Whose name is it anyway?

What’s in a name? Potentially, quite a lot apparently. Especially some of the more iconic names associated with Scotland’s landscape and history. It seems that the National Trust for Scotland has been getting a bit twitchy about the opportunities for commercial exploitation. Trouble is, that while NTS may have been acting with the best of intentions, they forgot to tell the people who live in these places that their communities’ names were being registered as trademarks.


The Herald

SCOTLAND’S leading conservation charity is trying to register the names of two of the country’s most historical locations as trademarks in a bid to protect the sites against commercial exploitation.

The National Trust for Scotland’s application to register Glencoe and Glenfinnan has sparked concern over how the move will affect local communities.

The organisation has stressed that it is to protect the beauty spots against any attempt by businesses with no local, or sometimes even Scottish, connections to exploit their commercial potential.

But community leaders in both locations said they knew little or nothing about the NTS move and how a trademark might restrict local commercial life.

Alister Sutherland, chairman of the Glencoe and Glen Etive Community Council, said: “It is not widely known the NTS is doing this. When it is known, I would think there will be local concern. For a start the NTS only owns part of Glencoe. There are several other significant landowners.

“We are having a community council meeting on Wednesday night and this issue is not as yet on the agenda, but I will be raising it under Any Other Competent Business (AOCB).”

A local businessman, who wanted to remain anonymous, said: “We just don’t know how this might impact on us using Glencoe in our promotional material for example.”

Duncan Gibson, a local hotelier who is also chairman of Glenfinnan Community Council, said: “I knew nothing about this at all. The community council would certainly want to learn more, and be kept in the loop.”

Three years ago there was major row between the NTS and the Western Isles Council when it emerged that the local authority had registered St Kilda as a trademark.

The charity said at the time that trademarking a geographical place name (owned by the NTS) set a “disturbing precedent”, however subsequently a cordial accommodation was reached.

Like St Kilda, Glencoe is known the world over. It is the site of the infamous massacre in February 1682 of the MacDonalds, on the orders of the Scottish Government.

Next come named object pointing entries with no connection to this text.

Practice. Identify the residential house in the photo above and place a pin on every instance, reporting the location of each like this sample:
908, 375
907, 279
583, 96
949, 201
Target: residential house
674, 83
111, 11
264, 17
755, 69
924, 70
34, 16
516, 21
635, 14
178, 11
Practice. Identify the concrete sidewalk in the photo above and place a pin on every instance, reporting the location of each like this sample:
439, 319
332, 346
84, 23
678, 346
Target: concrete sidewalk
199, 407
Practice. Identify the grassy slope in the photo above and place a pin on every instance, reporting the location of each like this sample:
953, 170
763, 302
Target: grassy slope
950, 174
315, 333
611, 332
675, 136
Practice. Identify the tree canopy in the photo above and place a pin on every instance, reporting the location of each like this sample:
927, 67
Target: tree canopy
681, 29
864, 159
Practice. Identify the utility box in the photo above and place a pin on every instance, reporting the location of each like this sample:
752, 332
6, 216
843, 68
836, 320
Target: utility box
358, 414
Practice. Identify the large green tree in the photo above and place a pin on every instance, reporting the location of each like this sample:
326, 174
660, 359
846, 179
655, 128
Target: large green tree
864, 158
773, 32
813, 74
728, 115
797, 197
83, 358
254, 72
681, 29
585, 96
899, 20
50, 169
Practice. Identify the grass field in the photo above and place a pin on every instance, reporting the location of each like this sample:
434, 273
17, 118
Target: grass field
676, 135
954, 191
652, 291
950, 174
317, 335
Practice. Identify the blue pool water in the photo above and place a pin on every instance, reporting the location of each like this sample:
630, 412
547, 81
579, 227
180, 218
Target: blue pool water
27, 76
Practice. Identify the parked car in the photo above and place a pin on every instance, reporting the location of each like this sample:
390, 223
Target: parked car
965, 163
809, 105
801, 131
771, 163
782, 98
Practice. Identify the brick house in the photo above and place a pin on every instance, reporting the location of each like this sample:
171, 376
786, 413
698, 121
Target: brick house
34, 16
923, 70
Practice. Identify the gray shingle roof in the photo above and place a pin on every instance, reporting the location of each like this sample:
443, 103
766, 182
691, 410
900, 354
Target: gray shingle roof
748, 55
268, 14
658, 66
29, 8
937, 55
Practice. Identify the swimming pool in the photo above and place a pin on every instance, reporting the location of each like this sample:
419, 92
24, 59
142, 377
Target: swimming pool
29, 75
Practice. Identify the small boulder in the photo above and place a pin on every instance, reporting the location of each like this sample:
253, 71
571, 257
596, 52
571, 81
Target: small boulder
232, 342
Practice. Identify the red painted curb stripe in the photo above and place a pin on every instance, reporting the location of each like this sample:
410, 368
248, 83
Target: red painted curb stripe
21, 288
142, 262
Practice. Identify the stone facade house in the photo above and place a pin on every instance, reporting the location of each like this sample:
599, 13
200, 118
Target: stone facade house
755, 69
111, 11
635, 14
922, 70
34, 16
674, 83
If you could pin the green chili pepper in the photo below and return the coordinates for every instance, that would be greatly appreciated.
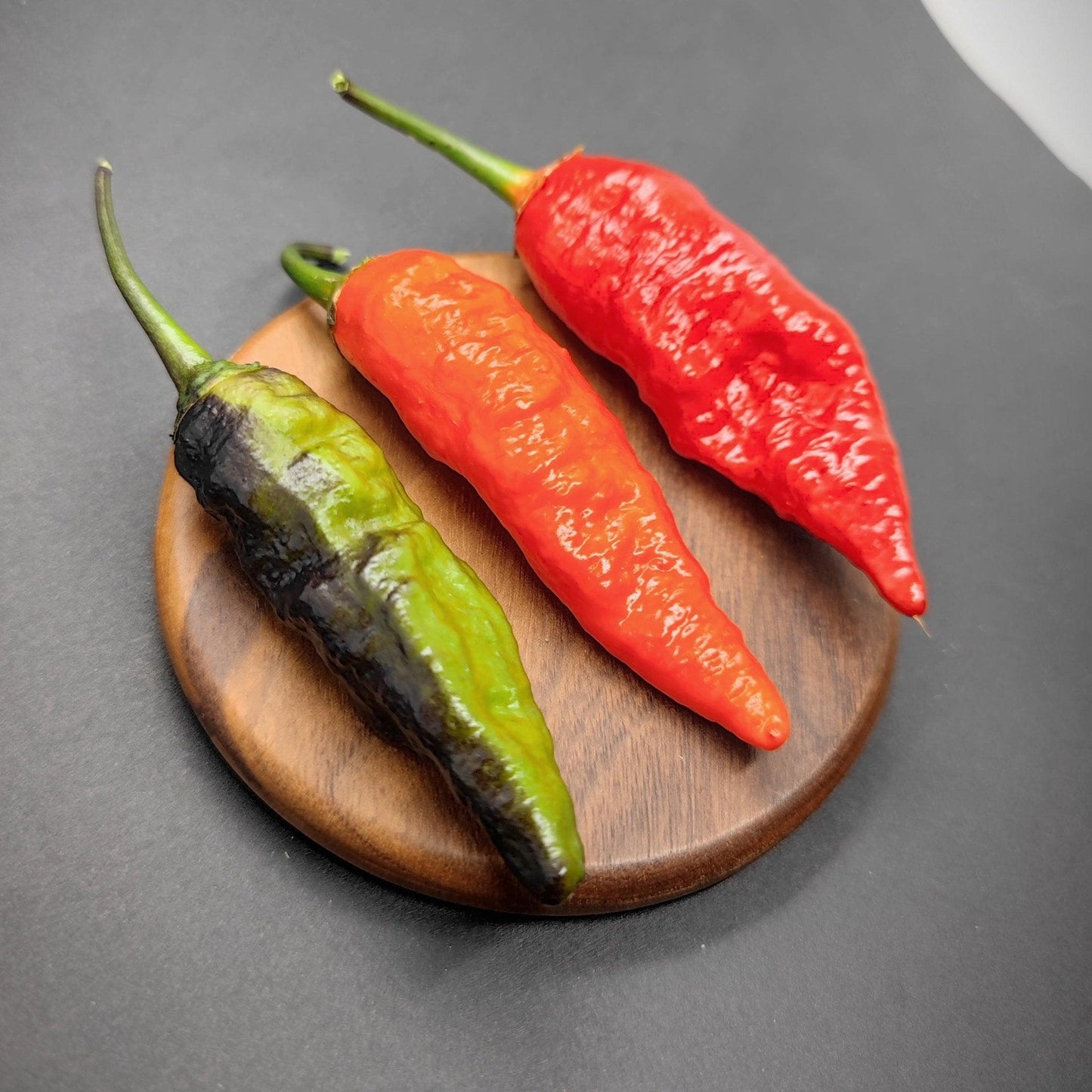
(324, 529)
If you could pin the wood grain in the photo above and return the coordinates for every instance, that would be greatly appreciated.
(667, 802)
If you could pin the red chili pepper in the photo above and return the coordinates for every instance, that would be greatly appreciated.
(487, 392)
(747, 370)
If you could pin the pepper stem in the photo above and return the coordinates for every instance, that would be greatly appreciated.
(507, 179)
(299, 260)
(188, 363)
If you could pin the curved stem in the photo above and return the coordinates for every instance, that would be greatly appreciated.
(187, 362)
(299, 260)
(505, 178)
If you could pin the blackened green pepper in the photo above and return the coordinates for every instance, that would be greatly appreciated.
(324, 529)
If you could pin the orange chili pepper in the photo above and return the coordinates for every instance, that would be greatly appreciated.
(488, 393)
(748, 372)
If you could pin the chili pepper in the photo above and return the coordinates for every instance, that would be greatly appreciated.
(747, 370)
(323, 527)
(487, 392)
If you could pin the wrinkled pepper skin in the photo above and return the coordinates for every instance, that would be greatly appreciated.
(322, 527)
(486, 391)
(748, 372)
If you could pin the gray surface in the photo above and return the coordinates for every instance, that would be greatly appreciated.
(1035, 54)
(928, 928)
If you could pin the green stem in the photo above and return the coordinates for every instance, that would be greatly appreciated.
(188, 363)
(299, 260)
(505, 178)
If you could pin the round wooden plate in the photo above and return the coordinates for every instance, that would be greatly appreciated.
(667, 803)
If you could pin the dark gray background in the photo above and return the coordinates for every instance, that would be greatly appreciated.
(928, 928)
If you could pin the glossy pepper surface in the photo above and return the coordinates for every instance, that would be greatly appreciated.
(486, 391)
(747, 370)
(323, 527)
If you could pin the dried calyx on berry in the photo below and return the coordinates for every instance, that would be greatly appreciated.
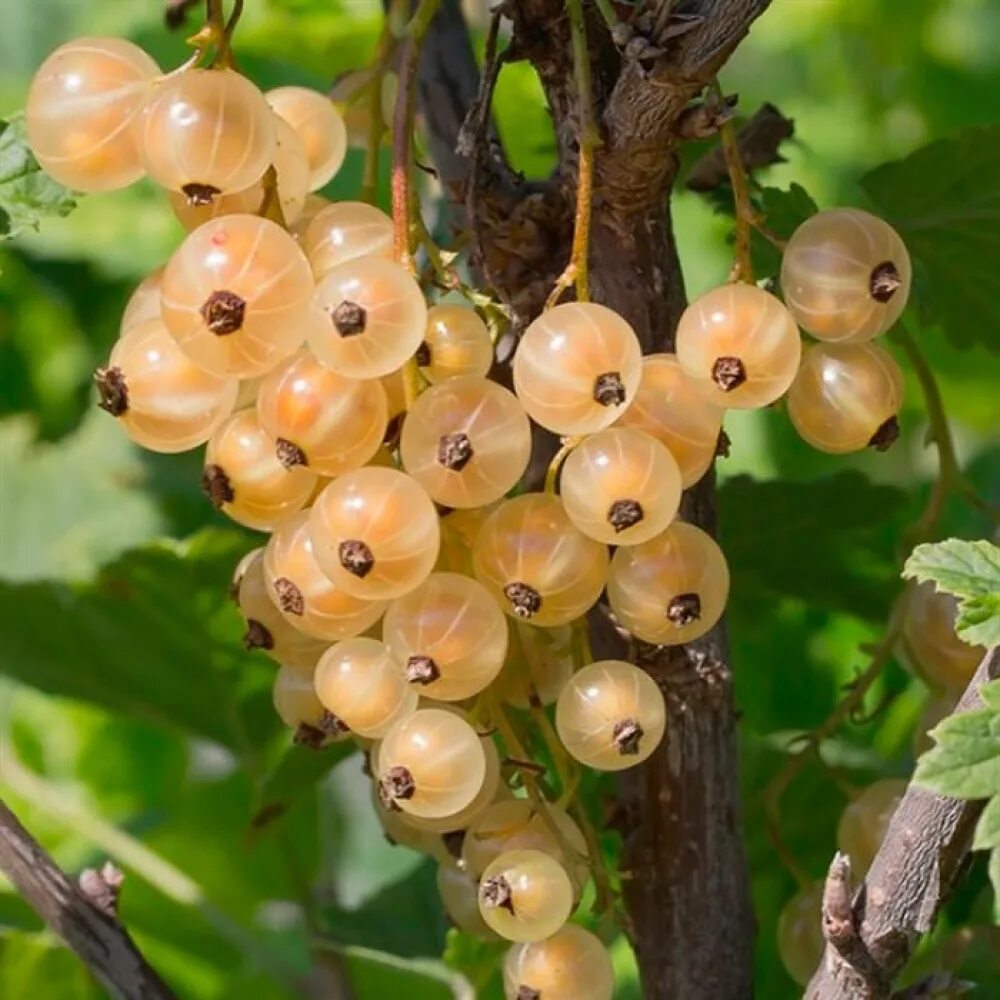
(455, 451)
(524, 600)
(113, 390)
(496, 892)
(609, 390)
(627, 735)
(215, 484)
(624, 514)
(421, 670)
(288, 597)
(356, 557)
(885, 281)
(397, 784)
(199, 195)
(290, 454)
(257, 636)
(349, 318)
(885, 437)
(729, 373)
(223, 312)
(684, 609)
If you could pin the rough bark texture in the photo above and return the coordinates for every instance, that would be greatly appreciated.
(689, 900)
(78, 918)
(922, 854)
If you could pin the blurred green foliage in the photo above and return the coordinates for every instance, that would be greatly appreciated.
(132, 725)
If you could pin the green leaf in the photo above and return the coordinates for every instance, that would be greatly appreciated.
(154, 637)
(378, 974)
(37, 965)
(995, 879)
(970, 571)
(404, 917)
(27, 193)
(781, 539)
(944, 199)
(965, 764)
(296, 773)
(988, 828)
(476, 959)
(978, 620)
(70, 506)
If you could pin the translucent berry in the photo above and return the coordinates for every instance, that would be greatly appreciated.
(516, 825)
(610, 715)
(291, 168)
(671, 589)
(539, 664)
(800, 933)
(319, 126)
(359, 683)
(537, 565)
(572, 964)
(930, 644)
(865, 819)
(466, 441)
(308, 599)
(80, 111)
(431, 763)
(346, 231)
(448, 636)
(456, 343)
(400, 832)
(491, 790)
(525, 895)
(237, 295)
(144, 302)
(845, 275)
(459, 893)
(326, 421)
(577, 368)
(244, 478)
(266, 629)
(669, 408)
(375, 533)
(161, 398)
(739, 346)
(620, 486)
(846, 397)
(374, 318)
(207, 132)
(298, 708)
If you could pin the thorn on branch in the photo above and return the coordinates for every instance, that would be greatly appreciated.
(701, 121)
(839, 927)
(103, 887)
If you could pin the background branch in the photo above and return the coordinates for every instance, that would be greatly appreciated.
(922, 854)
(91, 930)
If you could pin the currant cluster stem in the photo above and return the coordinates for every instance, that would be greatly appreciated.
(576, 272)
(743, 207)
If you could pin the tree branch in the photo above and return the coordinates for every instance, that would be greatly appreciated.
(84, 920)
(921, 856)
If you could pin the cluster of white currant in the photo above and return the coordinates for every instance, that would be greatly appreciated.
(405, 597)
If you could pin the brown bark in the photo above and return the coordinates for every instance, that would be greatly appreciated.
(688, 900)
(870, 939)
(84, 920)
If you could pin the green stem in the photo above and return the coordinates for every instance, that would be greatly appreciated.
(132, 854)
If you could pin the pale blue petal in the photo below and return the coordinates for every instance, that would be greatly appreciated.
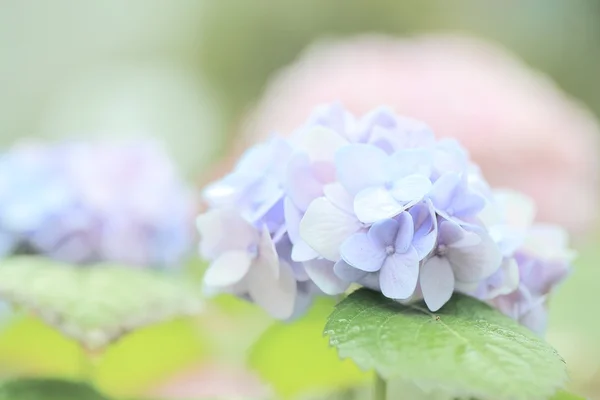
(399, 275)
(376, 203)
(411, 188)
(321, 273)
(442, 192)
(300, 183)
(383, 233)
(360, 252)
(303, 252)
(325, 227)
(437, 282)
(412, 161)
(477, 262)
(360, 166)
(425, 223)
(292, 216)
(347, 272)
(406, 232)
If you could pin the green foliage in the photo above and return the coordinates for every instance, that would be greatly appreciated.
(94, 305)
(295, 357)
(562, 395)
(467, 348)
(30, 347)
(47, 389)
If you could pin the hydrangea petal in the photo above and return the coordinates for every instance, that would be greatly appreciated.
(325, 227)
(442, 192)
(383, 233)
(322, 274)
(300, 183)
(406, 232)
(215, 228)
(376, 203)
(474, 263)
(322, 143)
(347, 272)
(425, 223)
(411, 188)
(399, 275)
(412, 161)
(360, 252)
(267, 254)
(230, 268)
(339, 196)
(437, 282)
(360, 166)
(276, 295)
(303, 252)
(292, 216)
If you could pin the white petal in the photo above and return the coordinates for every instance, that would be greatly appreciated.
(267, 255)
(549, 241)
(360, 166)
(321, 144)
(475, 263)
(519, 209)
(412, 161)
(302, 252)
(228, 269)
(437, 282)
(321, 273)
(510, 270)
(324, 228)
(276, 296)
(339, 196)
(224, 229)
(376, 203)
(399, 276)
(411, 188)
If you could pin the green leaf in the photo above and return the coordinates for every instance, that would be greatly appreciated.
(47, 389)
(147, 356)
(295, 358)
(562, 395)
(466, 349)
(98, 304)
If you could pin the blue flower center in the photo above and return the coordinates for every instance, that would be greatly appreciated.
(442, 250)
(253, 250)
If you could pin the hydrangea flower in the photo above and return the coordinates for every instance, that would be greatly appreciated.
(372, 200)
(91, 202)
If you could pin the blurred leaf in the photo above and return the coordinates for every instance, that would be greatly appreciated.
(140, 359)
(98, 304)
(30, 347)
(562, 395)
(47, 389)
(295, 357)
(467, 348)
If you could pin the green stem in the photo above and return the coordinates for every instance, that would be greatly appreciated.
(379, 388)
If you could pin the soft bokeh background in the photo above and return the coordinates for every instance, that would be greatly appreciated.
(186, 73)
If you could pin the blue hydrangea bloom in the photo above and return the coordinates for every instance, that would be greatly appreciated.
(93, 202)
(374, 200)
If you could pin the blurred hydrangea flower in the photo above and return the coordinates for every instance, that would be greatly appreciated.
(93, 202)
(536, 260)
(375, 201)
(517, 135)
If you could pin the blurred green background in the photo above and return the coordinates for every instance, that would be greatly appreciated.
(186, 72)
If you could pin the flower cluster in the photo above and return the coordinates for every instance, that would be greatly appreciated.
(375, 201)
(94, 202)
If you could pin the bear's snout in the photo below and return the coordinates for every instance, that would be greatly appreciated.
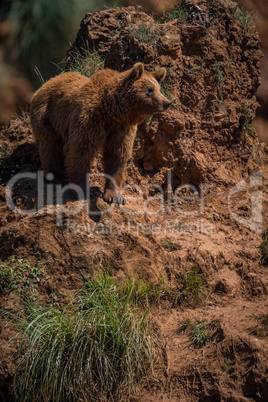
(167, 104)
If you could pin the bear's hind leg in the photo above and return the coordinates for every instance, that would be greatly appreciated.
(117, 151)
(77, 164)
(51, 155)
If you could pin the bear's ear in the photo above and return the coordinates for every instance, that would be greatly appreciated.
(160, 75)
(136, 71)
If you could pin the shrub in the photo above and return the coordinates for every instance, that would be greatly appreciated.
(94, 349)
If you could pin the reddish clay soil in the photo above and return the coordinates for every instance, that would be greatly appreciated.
(204, 144)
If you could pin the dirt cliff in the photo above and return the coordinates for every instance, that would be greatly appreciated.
(213, 76)
(207, 227)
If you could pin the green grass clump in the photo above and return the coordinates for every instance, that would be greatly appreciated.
(171, 245)
(200, 332)
(264, 248)
(180, 12)
(243, 16)
(20, 276)
(86, 64)
(145, 33)
(97, 348)
(194, 285)
(201, 67)
(261, 329)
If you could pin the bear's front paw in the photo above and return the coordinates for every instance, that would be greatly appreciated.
(111, 197)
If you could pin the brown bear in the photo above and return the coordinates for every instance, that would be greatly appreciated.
(73, 116)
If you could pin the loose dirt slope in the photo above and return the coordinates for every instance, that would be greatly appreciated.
(197, 151)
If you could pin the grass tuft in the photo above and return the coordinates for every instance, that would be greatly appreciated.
(244, 17)
(180, 12)
(200, 332)
(145, 33)
(86, 64)
(97, 348)
(20, 276)
(194, 285)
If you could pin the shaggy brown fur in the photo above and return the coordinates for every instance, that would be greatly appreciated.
(73, 116)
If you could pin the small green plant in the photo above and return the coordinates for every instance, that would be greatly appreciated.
(87, 63)
(201, 67)
(170, 245)
(228, 365)
(261, 329)
(97, 348)
(148, 121)
(214, 12)
(145, 32)
(200, 332)
(180, 12)
(218, 76)
(264, 248)
(244, 17)
(194, 285)
(20, 276)
(25, 117)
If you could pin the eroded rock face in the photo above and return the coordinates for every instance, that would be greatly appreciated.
(213, 76)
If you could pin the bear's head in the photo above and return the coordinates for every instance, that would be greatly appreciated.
(145, 90)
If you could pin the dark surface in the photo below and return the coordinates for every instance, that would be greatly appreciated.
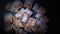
(52, 24)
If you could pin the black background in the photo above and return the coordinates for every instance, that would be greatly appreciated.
(51, 15)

Meanwhile Glenfinnan was where Bonnie Prince Charlie raised his standard in August 1745 at the head of Loch Shiel. The NTS has a monument to the event there, a lone kilted highlander atop 60ft high column.

More recently the Glenfinnan viaduct also gained international recognition as the dramatic film setting for the Hogwarts Express which carried Harry Potter off to school.

An NTS spokesman said the charity already held trademarks for sites as the Battle of Bannockburn, the Soldier’s Leap at Killiecrankie and Culloden, the scene of Prince Charlie’s defeat in 1746.

He added: “We have recently made applications to register the names ‘Glencoe’ and ‘Glenfinnan’ as a trademarks.

“In recent years, practice in the trademark registries affecting Scotland has changed and it has become apparent to us that other parties, often based outwith Scotland, have registered trademarks or sought to register marks over place-names for some of the key heritage locations owned by the Trust.

“After much thought, we consider that it is more appropriate for the Trust to hold these marks given our long-standing obligations to care for and protect these places.

“The alternative is to risk rights over these names being acquired by commercial organisations with interests that may not align with those of the Trust’s conservation and charitable purposes, nor with the wellbeing of local residents and businesses.”

He said registering the trademarks would “categorically not hinder” the use of the name by local businesses which wished to refer to their geographic location or to businesses which had already been trading with the place names. They would have accrued prior rights.  

However, it would give the NTS “the right to protect the names in respect from inappropriate exploitation or use by parties who are not located in or near these places”.

He added: “Holding these trademarks gives our charity the chance to make the most of these special places in terms of marketing, increasing public awareness of the site itself and the Trust’s role in caring for them, hopefully resulting in more support for our charitable cause and in attracting visitors, who in turn contribute to local economies.”